2016-07-22 08:46 AM
I have an 8040 Cluster running 8.3.1P1 and using McAfee VirusScan 8.8 with the current release of VSES for NetApp, NetApp VSCAN is configured as per NetApp best practice and the McAfee VSES is configured as 'we' beleve to be correct.
When we place eicar test pattern files in the CIFS shares only the files with a .exe extension are detected and deleted by the AV, we have tested with .txt .com and .vbs extension and they are not even scanned. It looks likes they are not even being passed to AV server by VSCAN despite VSCAN being configured to scan all extensions.
Our 7-mode filer / McAfee AV detects all the test virus files,
Has anyone else experienced problems with AV scanning on CDOT 8.3.x and only .exe files being scanned.
2016-07-25 11:31 PM
Can you share the vscan profile output for teh specific vserver?
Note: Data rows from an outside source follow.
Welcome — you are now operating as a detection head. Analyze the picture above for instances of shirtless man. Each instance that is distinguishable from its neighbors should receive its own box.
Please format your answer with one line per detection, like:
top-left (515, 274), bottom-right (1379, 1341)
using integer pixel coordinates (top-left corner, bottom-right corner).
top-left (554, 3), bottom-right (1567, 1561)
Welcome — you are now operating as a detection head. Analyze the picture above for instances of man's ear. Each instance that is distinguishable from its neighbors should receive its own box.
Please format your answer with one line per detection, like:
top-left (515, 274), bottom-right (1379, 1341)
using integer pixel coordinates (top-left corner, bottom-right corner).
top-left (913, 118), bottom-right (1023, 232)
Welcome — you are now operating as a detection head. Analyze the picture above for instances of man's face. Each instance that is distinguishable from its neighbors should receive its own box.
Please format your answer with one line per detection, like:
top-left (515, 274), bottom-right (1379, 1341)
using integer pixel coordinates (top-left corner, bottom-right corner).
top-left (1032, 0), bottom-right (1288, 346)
vserver vscan on-access-policy show -vserver xx-xxx-xx -policy-name xxxx_xxxx
2016-07-26 01:27 AM
This is the output :
Policy Status: on
Policy Config Owner: vserver
File-Access Protocol: CIFS
Max File Size Allowed for Scanning: 2GB
File Paths Not to Scan: -
File Extensions Not to Scan: -
File Extensions to Scan: *
Scan Files with No Extension: true
NetApp support have verified our config, the McAfee side only reports .exe files being passed to it.
2016-07-26 06:32 AM
can you change the vscan on-access -policy to scan-mandatory
vscan on-access-policy modify -vserver xxxxx_xxxxx -policy-name template_test -filters scan-mandatory
you can control the vscan operation by modifying vscan-fileop-profile on the CIFS shares.
cifs share modify -vserver xxxxx_xxxx -share-name tst_share -vscan-fileop-profile no-scan standard strict writes-only
i use writes-only in my environment.
cifs share show -share-name share-name$ -fields vscan-fileop-profile
vserver share-name vscan-fileop-profile
------------- ------------------ --------------------
cluster share-name$ writes-only
let me know if this makes any difference.